I’ve heard good things about Colm Tóibín as a writer and was looking forward to reading Brooklyn, his latest much hailed novel. At the heart of the story set in the early 50’s is Eilis Lacey, a young woman from a small town in Ireland which offers little prospects for the future. After having taken on a dismal job as a clerk in a local grocery shop, her beautiful, gainfully employed older sister makes arrangements with a priest come to visit his hometown from America. He promises to find work in Brooklyn for Eilis, who accepts the arrangement without discussion, even though she is less than keen to leave her small town and family behind. All is arranged for her by the priest, who finds her a position as a department store shop-girl (with possibilities for advancement), living arrangements in a rooming house, and signs her up for evening classes in business administration, her chosen field. She falls in love with the first boy she meets and eventually lets him gently bully her into a quick marriage when tragedy hits back in Ireland and she feels compelled to return to the fold. Once there, she is surprised to find that she’s become popular and lets herself get wrapped up in new possibilities. If it weren’t for the following words provided in the book description on the back of the book, I might have enjoyed it simply for the quiet story it has to tell and not been inclined to find fault with our girl:
“At the centre of Colm Tóibín’s internationally celebrated novel is Eilis Lacey, one of the most unforgettable characters in contemporary fiction.”

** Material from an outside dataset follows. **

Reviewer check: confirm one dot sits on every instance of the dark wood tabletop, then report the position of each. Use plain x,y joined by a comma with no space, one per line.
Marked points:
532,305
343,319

I’m not quite sure why anyone would describe Eilis that way because when all is said and done, the girl really is very dull. I found her to have little will of her own, letting others and circumstances dictate decisions for her. She is modelled on a vast proportion of women from past and present, who do their best not to rustle feathers, want to please everyone at all cost and in the process let themselves be swallowed up by life. I give credit where it is due: Tóibín is a very good storyteller, which regardless of my reservations made for pleasant enough reading. But I find it offensive to suggest that Eilis Lacey is the most memorable character contemporary fiction has to offer considering how little individuality transpires from her thoughts or her actions.
She suddenly decides to return to America following a confrontation, and we’re left with an open ending, probably the best part of the story. No matter how unlikely, it leaves us with a glimmer of hope that she might eventually become an interesting person, maybe sometime in the 60’s, when she’ll take on a lover (maybe several), discover drugs and rock music and get arrested for disturbing the peace because of her convictions.